Bupati Kupang Ayub Titu Eki menolak hasil verifikasi dari Badan Pertanahan Nasional (BPN) terkait lahan untuk hak guna usaha (HGU) yang akan menjadi sentra garam di Nusa Tenggara Timur (NTT). Ketika memverifikasi, BPN dituding tanpa melibatkan Pemerintah Kabupaten Kupang dan masyarakat.
Menurut Ayub, BPN tidak pernah memberikan penjelasan mengenai waktu verifikasi. Selain itu, dia tak mengetahui dengan siapa saja verifikasi dilakukan. “Saya tidak mau memberi tanggapan. Verifikasi pihak Pertanahan itu secara sepihak, tidak pernah melibatkan kami,” kata Ayub di kantor Kementerian Koordinator Bidang Kemaritiman, Jakarta, Rabu (1/8).

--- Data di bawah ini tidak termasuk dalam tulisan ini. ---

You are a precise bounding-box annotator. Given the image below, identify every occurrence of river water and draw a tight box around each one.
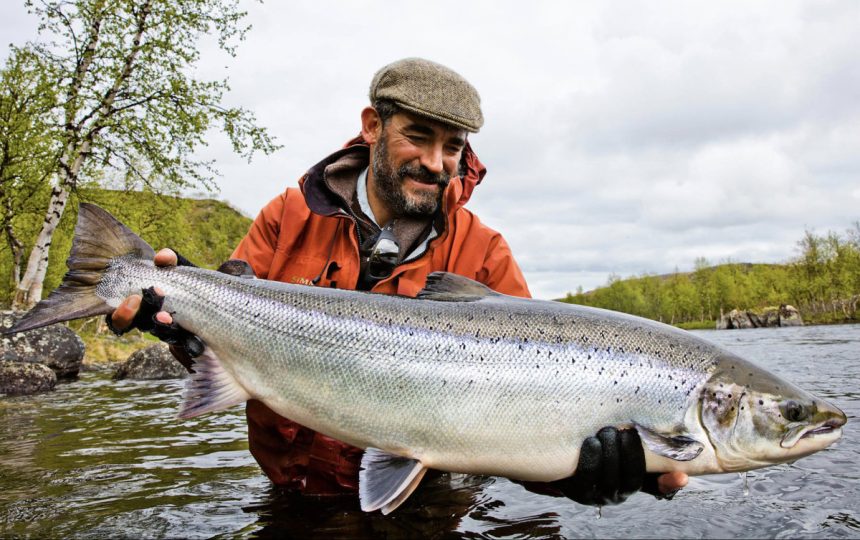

(Baca juga: Pemda Kupang Beri Syarat PT Garam Gunakan Lahan).
Atas kejadian tersebut, Ayub menuntut BPN untuk lebih transparan ketika memverifikasi lahan yang bersengketa dengan masyarakat. Dia khawatir ada pihak yang merasa dirugikan jika menyetujui keputusan BPN dan berpotensi muncul tudingan persekongkolan pejabat.
Untuk itu, Ayub akan mempelajari dulu hasil verifikasi BPN. Hal tersebut akan kembali dibahas dalam rapat koordinasi terkait ekstensifikasi lahan garam selanjutnya. “Kami akan surati mereka untuk laporkan hasil verifikasinya,” ujar dia.
Saat ini terdapat 255 hektare lahan di Desa Bipolo dan Nunkurus Kabupaten Kupang yang bersengketa karena ada pengakuan HGU dan tanah ulayat. Lahan ini terdiri dari 150 hektare yang masih perawan dan 75 hektare diokupasi masyarakat untuk perikanan.
(Baca pula: Luhut Tawarkan 15% Lahan Sentra Garam NTT Dikelola Masyarakat).
Ada pula lahan seluas 3.720 hektare yang bersengketa. PT Panggung Guna Ganda Semesta mengklaim telah memiliki HGU, meski demikian masyarakat menggugatnya lantaran mengaku telah menempati lahan sejak lama.
Sebenarnya, persoalan lahan di sentra garam ini sudah berlangsung cukup lama. Masalah ini membuat sejumlah perusahaan belum bisa memulai investasinya di wilayah tersebut. Selain PT Panggung Guna Ganda Semesta, hal sama dialami PT Garam.
Direktur Operasional PT Garam (Persero) Hartono sempat mengatakan sekitar 225 hektare lahan di desa Bipolo dan Nunkurus Kabupaten Kupang memang belum dikuasai perusahaannya. Akhir Mei lalu, lahan tersebut masih dalam pengakuan HGU dan tanah ulayat.